# Need help with scenery ideas



## nsmustang55ol (Sep 3, 2021)

I need some ideas. I have the basic idea of what I want to do but need help with all these elevation changes. I like simple. ok so the left “loops” will be tunnels under a mountain or hill. Inside the loops will be a mining area. Prolly coal. The back drop starting problably from a round the middle to the right will be scenery/warehouse/city pictures and some building protruding from the backdrop. The right side will be a yard, design. It finalized but will have a couple of sidings or of it. Any ideas area appreciated. What would you do? I know I want the outer main ballasted a different color than the other tracks. i have lots of trees and I love rocks.


----------



## Magic (Jan 28, 2014)

I think I would start by smoothing out all your terrain features first.
looks like you need a couple of bridges and than fill in the land etc.
You'll get a better idea of what will fit where.
Might need a flashing red light on that coffee cup billboard.  

Looking pretty good so far, keep at it and it will come together. 

Magic


----------



## BigGRacing (Sep 25, 2020)

Wow, so much more track room in “n” scale!


----------



## afboundguy (Jan 10, 2021)

BigGRacing said:


> Wow, so much more track room in “n” scale!

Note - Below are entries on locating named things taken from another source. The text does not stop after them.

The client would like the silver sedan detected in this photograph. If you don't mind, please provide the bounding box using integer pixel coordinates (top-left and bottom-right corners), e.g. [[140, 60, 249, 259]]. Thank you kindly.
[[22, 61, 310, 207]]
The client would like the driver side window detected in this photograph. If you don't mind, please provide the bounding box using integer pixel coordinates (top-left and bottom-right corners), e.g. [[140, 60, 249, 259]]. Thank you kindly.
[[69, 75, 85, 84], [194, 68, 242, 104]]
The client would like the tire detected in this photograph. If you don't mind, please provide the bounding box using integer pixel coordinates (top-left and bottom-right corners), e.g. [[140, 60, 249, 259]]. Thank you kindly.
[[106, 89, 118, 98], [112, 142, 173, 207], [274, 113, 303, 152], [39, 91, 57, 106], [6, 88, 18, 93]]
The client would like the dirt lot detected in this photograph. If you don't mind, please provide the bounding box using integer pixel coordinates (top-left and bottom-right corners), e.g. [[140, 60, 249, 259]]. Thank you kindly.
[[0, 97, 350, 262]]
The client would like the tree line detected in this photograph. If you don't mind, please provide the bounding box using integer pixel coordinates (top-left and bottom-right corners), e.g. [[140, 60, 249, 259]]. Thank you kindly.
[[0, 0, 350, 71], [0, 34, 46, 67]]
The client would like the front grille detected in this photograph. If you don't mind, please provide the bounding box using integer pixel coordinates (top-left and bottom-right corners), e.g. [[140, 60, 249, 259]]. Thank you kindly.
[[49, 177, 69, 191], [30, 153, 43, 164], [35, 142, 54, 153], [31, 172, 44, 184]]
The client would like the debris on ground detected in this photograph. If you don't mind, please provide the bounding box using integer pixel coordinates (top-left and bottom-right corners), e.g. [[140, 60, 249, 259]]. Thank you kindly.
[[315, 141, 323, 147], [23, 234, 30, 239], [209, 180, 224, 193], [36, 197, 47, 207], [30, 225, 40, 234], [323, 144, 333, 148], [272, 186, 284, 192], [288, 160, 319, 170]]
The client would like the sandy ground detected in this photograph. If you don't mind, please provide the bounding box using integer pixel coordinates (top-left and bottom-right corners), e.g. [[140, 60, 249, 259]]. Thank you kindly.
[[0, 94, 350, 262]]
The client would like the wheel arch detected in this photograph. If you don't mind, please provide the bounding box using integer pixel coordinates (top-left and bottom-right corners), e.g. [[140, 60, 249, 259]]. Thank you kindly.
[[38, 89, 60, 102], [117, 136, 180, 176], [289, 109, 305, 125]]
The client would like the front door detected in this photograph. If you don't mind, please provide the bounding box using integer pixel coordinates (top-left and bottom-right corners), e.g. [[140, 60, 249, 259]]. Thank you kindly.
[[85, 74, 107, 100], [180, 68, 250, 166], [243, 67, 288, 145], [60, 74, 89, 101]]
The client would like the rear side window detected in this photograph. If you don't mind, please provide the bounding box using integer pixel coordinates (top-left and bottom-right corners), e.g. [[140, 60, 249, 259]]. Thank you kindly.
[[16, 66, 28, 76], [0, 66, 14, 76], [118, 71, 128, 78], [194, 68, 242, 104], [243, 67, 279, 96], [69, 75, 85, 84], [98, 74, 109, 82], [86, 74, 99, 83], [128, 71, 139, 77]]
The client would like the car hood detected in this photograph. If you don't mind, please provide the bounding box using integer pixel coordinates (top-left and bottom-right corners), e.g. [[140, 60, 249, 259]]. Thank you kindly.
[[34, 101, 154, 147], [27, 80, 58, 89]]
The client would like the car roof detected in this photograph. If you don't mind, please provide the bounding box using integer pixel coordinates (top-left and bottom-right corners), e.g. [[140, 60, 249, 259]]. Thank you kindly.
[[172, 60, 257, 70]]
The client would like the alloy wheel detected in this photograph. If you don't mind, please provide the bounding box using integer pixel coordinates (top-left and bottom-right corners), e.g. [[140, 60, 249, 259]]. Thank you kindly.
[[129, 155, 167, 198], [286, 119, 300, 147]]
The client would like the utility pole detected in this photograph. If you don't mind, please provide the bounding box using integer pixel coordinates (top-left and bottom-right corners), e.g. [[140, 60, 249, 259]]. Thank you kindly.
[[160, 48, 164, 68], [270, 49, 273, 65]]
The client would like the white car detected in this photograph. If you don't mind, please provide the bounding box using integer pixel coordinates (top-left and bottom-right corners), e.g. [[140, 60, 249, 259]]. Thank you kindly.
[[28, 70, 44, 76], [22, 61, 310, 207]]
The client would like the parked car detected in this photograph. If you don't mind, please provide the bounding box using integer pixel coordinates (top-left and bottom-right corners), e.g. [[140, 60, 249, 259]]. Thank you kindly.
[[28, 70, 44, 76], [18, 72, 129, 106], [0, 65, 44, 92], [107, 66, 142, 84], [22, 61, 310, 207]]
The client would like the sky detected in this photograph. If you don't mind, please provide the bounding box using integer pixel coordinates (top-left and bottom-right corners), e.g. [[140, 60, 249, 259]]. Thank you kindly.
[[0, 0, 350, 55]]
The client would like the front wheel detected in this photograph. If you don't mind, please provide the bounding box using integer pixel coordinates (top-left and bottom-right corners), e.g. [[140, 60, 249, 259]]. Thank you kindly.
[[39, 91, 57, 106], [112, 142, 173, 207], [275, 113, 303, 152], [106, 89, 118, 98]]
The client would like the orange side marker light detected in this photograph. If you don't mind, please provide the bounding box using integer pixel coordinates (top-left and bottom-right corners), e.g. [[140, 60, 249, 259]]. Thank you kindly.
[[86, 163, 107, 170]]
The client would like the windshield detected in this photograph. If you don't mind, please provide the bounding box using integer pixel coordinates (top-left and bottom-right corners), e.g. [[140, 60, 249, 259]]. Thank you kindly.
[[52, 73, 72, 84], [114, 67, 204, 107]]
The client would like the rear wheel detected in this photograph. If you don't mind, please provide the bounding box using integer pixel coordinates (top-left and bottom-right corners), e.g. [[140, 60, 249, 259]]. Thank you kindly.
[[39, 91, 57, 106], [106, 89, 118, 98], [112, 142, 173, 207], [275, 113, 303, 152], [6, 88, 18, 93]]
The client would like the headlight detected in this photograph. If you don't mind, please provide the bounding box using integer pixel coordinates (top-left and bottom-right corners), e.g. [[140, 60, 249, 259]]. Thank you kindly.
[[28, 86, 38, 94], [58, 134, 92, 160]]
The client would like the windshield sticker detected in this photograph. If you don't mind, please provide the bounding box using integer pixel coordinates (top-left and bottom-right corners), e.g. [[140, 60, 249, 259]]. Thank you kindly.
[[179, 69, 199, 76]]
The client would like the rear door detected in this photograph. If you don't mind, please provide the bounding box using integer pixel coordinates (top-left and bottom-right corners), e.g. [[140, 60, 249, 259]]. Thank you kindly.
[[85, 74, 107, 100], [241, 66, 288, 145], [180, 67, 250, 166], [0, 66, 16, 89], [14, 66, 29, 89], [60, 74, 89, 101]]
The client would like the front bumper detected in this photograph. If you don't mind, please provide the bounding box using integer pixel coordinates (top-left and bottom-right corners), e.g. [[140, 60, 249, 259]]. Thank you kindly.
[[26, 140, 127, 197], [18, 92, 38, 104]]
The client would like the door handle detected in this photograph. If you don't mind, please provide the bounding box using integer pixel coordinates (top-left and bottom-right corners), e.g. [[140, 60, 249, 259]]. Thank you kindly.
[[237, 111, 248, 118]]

Funny I almost wish I switched to N scale... I ended up buying basically all new rolling stock and engines anyways and I could have made my layout look way bigger with N scale on it's current footprint but oh well!


----------



## Norgale300$$ (Dec 9, 2021)

Good pics of the layout mustang but how about one showing the whole thing at once? That will be easier to visualize what you have to work with. I too am looking for mining ideas so I'll work on that for now. I visualize a mountain of some sort with my mainline track going through it with the mine head coming out of the side of the mt..It then needs to have a way for the coal to get to the crusher and then to a storage bin over the loading tracks where hoppers can be loaded on each track at the same time. ( Not a working loader) I'll have to build the buildings from wood and from scratch but that's half the fun for me. Question is how to build the mountain.? First I think I will build a tunnel over the mainline so the ML trains can run the area without getting hit by mountain stuff. Then I think the best way to build a mountain is with the cardboard strips covered with paper towels dipped in a solution of plaster or sprayed with 50% water mixed with 50% white glue. I kinda like the glue idea since it should be easier and less messy than plaster. However what I'm lacking is pictures of mining buildings. I keep looking on line for something to copy but most of what I find would be way too big. I guess we need to mark out the limits of the mountains on the layout floor and decide where tunnels will be needed and build them first. How's that for a start?


----------



## N-Designer (Jan 1, 2022)

When I built my Polar express theater, I started off with the blocks of wood, foam then, after making sure all the hills and valleys where worked out. I then proceeded using plaster of paris, and paint as a base coat for the whole layout. You could start off in a corner and add little by little too. There are ton of videos showing how to make your own clump, flock and trees. Since then, I have never bought anything for my two layouts. You can also print all your buildings with an fdm printer. I like luke towen the best for details and terrain tutor for terrain.


----------



## nsmustang55ol (Sep 3, 2021)

Haven’t decided on a yard design yet. the turnouts you see will be sidings. The left side will be a mountain with 2 tunnels, one tunnel will be the elevated track, other one for inner track.


----------



## nsmustang55ol (Sep 3, 2021)

Played around with the yard today. Dropped some more feeders around mains. Getting close to painting backdrop and base.


----------



## nsmustang55ol (Sep 3, 2021)

Started filling in the terrain with some insulation foam I have a bunch of after insulating my building. Shapes real easy with sanding block and wirebrush. One I get shaped how I like it, it will all get covered in watered down glue and toilet paper. Then coated with sumn more rocky, plaster or skulptamold. Also the front left fascia will be made removable to access the tunnel need be. coming together. Nice to see some terrain.


----------



## nsmustang55ol (Sep 3, 2021)

Update: my foam cutter came in…been getting after it. Also removed a turnout from upper level. Moved to bottom. Working on mine canyon, goin to be a tunnel eventually.


----------



## nsmustang55ol (Sep 3, 2021)

Today, 

added worklight
Built up the mine walls and rough cut a top out for it. also cut some expansion gaps in track.


----------